The full stack · built in the sprint

Nine interlocking pieces.
Three open. Six are the moat.

DCS is not one product. It is three open standards anyone can adopt — and six production features that compose into one provenance-and-payments substrate for the AI agent economy. Build one, you have a feature. Build all nine with cryptographic linkage, you have a category.

3
Open standards — R+2 / R+3 / R+4. MIT-licensed. Submitted to MeitY, ISRO, Anthropic.
6
Production features — Trust, A2A, Memory, Economy, Federation, Self-Healing.
~3,700
Lines of backend route code across the 6 features. All DB-wired, none mock.
Layer 1 · the open standards
Public good · MIT

Three standards — anyone can adopt them

We give the standards away. They are open specifications, MIT-licensed, with reference implementations. Adoption by one major lab or government brings the whole stack into worldwide use.

Layer 2 · the moat
6 production features

Six features — the part nobody can clone fast

The standards are open. The reference infrastructure is the moat. Identity + memory + negotiation + economy + federation + self-healing, all cryptographically linked, is an 18-month build for anyone starting today. We shipped it in a sprint.

why this is defensible

The moat

Cloning any one piece is a feature. Cloning all nine is a category.

A competitor can copy the R+2 receipt format in a weekend — it's open, that's the point. What they cannot copy quickly is the cryptographic linkage between all nine pieces: identity that resolves to the signing key, memory that emits signed receipts, negotiation that reads reputation, an economy that settles against identity, federation that carries compliance across borders, audit export that aggregates everything, and zero-knowledge proofs that verify it all without disclosure.
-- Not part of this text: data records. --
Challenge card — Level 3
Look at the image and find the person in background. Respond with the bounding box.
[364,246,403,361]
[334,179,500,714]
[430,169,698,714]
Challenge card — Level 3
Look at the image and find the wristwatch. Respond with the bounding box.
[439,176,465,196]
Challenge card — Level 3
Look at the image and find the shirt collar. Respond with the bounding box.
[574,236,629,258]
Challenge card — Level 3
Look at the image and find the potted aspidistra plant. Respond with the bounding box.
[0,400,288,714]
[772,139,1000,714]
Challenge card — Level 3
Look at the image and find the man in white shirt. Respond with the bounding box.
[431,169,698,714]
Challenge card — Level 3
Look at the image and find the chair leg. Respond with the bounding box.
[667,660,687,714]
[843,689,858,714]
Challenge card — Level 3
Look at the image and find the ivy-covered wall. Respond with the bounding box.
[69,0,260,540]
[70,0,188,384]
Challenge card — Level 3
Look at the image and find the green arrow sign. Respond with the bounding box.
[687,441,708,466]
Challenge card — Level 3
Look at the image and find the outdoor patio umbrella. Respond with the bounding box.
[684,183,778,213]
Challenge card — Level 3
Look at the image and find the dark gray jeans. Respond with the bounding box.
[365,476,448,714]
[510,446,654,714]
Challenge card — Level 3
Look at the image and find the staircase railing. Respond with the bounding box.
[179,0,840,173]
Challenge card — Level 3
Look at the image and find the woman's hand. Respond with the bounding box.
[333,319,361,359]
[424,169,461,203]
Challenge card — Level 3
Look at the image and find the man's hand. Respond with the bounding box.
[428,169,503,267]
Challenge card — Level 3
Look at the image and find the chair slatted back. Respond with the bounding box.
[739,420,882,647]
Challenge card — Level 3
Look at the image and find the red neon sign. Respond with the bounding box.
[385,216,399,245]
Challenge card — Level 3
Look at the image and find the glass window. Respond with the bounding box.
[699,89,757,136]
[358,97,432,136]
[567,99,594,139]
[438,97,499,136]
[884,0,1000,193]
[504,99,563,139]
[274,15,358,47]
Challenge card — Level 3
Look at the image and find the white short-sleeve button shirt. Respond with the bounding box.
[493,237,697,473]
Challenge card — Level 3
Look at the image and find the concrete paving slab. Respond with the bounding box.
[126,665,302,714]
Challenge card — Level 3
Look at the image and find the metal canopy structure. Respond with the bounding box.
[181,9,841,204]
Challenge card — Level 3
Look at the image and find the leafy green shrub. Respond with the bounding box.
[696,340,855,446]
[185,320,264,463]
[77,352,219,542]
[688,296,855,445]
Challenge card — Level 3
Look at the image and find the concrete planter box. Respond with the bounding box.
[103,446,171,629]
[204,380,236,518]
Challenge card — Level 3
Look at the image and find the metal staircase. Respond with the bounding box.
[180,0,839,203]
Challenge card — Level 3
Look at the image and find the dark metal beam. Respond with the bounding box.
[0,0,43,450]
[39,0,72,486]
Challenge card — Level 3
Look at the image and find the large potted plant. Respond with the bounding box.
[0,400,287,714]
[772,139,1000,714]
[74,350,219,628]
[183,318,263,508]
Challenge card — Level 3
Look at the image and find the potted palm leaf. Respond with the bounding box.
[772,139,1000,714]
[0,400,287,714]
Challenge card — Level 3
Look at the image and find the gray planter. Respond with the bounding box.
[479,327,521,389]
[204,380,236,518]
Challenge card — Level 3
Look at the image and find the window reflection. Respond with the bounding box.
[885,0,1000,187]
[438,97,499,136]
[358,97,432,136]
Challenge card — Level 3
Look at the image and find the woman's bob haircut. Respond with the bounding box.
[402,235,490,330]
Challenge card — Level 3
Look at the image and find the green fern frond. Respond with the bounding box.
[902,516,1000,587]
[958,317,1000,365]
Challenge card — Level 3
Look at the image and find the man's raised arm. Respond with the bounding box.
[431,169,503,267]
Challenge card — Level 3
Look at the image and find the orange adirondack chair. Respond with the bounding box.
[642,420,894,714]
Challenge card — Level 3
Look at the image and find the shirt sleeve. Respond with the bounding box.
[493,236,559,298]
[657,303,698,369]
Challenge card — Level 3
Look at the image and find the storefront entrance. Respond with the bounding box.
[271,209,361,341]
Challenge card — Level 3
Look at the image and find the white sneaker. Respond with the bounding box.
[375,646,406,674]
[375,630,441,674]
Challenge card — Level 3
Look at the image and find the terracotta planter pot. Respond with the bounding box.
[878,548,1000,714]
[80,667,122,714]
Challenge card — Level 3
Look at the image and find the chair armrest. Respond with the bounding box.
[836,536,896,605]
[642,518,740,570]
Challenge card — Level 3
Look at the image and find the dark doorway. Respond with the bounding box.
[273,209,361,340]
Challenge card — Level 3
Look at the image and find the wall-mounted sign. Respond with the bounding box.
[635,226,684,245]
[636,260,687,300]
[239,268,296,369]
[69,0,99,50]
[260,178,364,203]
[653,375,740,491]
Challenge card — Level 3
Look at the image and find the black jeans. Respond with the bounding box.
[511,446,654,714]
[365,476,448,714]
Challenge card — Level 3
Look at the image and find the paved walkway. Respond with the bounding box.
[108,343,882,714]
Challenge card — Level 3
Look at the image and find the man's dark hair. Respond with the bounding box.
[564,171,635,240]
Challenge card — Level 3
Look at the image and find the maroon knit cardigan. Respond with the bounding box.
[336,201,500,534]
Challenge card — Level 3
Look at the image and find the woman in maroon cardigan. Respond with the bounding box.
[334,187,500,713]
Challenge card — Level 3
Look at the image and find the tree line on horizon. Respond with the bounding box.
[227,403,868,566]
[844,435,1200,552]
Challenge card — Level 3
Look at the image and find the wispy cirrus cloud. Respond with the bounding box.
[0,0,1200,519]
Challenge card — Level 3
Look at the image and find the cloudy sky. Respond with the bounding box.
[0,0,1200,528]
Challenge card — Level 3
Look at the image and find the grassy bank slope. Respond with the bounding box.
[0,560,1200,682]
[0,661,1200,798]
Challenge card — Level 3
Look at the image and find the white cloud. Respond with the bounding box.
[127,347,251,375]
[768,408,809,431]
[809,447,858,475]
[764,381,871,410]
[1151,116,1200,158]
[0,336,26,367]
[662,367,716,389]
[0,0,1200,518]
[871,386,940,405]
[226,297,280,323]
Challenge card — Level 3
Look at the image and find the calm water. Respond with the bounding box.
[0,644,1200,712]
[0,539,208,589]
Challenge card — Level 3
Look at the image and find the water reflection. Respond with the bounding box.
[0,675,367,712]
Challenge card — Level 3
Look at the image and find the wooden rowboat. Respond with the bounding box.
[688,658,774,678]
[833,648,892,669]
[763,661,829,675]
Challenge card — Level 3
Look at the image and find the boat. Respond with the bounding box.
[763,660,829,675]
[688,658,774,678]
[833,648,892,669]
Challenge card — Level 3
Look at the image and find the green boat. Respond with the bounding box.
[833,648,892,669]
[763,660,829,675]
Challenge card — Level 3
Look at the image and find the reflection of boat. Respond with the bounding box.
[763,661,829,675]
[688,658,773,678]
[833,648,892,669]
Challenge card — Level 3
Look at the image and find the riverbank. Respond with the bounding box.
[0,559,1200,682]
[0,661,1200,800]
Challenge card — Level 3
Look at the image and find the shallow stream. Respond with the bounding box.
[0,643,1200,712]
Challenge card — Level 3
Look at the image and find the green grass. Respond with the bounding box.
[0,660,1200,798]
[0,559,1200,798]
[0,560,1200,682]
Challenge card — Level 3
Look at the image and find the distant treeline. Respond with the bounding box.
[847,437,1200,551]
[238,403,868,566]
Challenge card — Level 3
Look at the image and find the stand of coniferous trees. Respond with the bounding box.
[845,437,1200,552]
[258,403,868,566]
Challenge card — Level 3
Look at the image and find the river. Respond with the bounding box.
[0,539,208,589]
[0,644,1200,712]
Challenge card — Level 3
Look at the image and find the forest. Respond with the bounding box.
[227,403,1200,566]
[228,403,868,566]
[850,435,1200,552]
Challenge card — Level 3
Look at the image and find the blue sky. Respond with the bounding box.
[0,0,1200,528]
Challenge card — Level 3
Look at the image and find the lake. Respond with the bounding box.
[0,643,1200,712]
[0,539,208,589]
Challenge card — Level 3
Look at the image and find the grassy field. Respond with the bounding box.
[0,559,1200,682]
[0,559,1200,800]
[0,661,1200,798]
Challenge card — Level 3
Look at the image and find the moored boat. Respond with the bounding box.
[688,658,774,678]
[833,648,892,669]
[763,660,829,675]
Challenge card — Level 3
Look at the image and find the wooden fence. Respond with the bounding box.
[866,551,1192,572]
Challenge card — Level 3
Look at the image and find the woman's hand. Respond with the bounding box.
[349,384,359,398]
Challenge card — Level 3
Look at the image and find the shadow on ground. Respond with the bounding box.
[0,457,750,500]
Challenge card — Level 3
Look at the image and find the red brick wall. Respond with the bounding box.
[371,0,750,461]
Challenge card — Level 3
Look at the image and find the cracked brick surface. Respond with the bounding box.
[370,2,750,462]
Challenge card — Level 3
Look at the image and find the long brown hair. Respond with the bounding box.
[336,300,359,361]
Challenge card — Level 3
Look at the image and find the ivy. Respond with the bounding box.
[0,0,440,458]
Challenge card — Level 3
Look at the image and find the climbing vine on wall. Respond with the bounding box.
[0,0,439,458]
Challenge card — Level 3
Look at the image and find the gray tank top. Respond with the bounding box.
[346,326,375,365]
Provenance without identity is unaudited. Identity without memory has no history. Memory without provenance is unverifiable. An economy without provenance is uninsurable. Each piece needs the others to be meaningful — which means a competitor has to build all of them, correctly, with the cryptography linking up. That is an 18-to-24-month substrate project. We shipped the substrate in a sprint, on roughly $130/month of infrastructure.

That gap is the moat. The standards stay open so the category grows; the linked infrastructure stays ours so the category has a home.